A Deep Learning Approach to Interest Analysis
Meer, T. van der
MetadataShow full item record
The analysis of interests from young adolescents in the form of short, colloquial Dutch text is a challenging task for pre-trained neural networks. By quantitative and qualitative tests, four pre-trained language models on the Dutch language are compared and contrasted. Three more language model fine-tuned models are added to test transfer learning capabilities for the qualitative tests. By training a classifier on a named entity recognition- and sentiment analysis task, the models are quantitatively compared. For the qualitative comparison, The outputs from the embedding layer are used to gain insight in relation classification and clustering. A test for ranking interest pair similarities has been developed in order to investigate the semantical understanding of the Dutch language in the models.
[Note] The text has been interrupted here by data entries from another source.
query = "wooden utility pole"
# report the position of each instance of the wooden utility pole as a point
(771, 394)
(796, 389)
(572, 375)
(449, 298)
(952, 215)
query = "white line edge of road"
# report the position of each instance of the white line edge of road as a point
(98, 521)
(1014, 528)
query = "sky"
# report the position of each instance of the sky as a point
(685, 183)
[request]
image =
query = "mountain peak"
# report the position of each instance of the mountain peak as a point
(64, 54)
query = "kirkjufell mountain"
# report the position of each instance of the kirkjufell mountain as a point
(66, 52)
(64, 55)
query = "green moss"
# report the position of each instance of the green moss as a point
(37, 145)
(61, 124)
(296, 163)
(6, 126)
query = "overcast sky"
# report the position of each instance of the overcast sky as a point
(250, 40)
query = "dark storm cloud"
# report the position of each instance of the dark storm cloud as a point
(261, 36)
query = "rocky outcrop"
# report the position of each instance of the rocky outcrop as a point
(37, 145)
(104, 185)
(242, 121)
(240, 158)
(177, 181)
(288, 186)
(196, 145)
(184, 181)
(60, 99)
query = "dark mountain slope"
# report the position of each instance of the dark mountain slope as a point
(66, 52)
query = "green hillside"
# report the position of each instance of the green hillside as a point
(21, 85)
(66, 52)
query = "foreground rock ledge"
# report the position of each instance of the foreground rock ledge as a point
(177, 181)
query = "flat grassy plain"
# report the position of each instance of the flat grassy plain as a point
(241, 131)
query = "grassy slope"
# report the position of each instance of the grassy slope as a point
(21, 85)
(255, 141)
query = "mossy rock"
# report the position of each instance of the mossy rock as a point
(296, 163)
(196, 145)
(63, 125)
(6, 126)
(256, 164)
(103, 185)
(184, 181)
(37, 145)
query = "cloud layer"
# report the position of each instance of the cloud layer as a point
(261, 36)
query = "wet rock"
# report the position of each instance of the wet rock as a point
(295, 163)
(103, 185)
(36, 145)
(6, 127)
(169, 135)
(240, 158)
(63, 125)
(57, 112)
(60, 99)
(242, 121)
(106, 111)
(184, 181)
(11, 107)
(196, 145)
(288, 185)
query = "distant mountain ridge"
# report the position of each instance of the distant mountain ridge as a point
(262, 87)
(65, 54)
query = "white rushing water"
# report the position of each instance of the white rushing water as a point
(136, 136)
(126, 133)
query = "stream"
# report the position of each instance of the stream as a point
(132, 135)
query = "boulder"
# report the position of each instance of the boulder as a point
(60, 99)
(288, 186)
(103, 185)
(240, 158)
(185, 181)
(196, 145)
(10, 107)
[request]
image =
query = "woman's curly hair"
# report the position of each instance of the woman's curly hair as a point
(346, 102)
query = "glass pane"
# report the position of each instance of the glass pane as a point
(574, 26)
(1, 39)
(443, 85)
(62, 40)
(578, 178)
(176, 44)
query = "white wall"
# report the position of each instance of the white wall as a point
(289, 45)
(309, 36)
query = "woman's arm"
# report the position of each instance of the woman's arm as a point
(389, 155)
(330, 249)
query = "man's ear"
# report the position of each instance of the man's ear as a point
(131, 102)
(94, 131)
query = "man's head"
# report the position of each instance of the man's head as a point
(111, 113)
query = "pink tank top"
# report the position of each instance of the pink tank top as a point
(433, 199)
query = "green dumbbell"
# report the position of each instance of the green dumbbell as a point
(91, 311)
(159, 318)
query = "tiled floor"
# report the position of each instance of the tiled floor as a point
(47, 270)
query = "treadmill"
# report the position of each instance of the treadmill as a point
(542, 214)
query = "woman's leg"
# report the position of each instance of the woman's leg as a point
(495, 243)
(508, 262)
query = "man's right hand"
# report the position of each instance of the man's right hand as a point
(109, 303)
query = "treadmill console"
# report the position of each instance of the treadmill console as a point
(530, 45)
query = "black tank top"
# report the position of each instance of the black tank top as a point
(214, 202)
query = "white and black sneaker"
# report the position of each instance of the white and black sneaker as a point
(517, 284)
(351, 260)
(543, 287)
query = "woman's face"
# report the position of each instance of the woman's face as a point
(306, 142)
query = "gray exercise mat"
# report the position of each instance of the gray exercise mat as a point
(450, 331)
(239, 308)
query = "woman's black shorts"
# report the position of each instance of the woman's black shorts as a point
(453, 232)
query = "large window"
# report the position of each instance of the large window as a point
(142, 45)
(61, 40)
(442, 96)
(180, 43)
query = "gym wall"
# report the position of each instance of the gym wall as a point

Furthermore, the clustering capabilities of related interests are examined. Finally, given relation structures in sports, instruments and school courses are brought to a test. BERTje outperforms the other models in the quantitative tasks. However, BERTje performs the worst on the triplets ranking test. RobBERT fine-tuned and FastText show the best results on the triplets analysis. All models lack to show semantical understanding in the clustering analysis. FastText shows the most semantical understanding in the relation structures, though still relatively poor. The outputs from the embedding layer shows that the models do not have a semantical understanding of the Dutch language but fall back on morphological structures. Therefore, these techniques are not ready to be used for interest analysis. Creating a downstream task, data enrichment and knowledge infusion are candidates for improvements on interest analysis.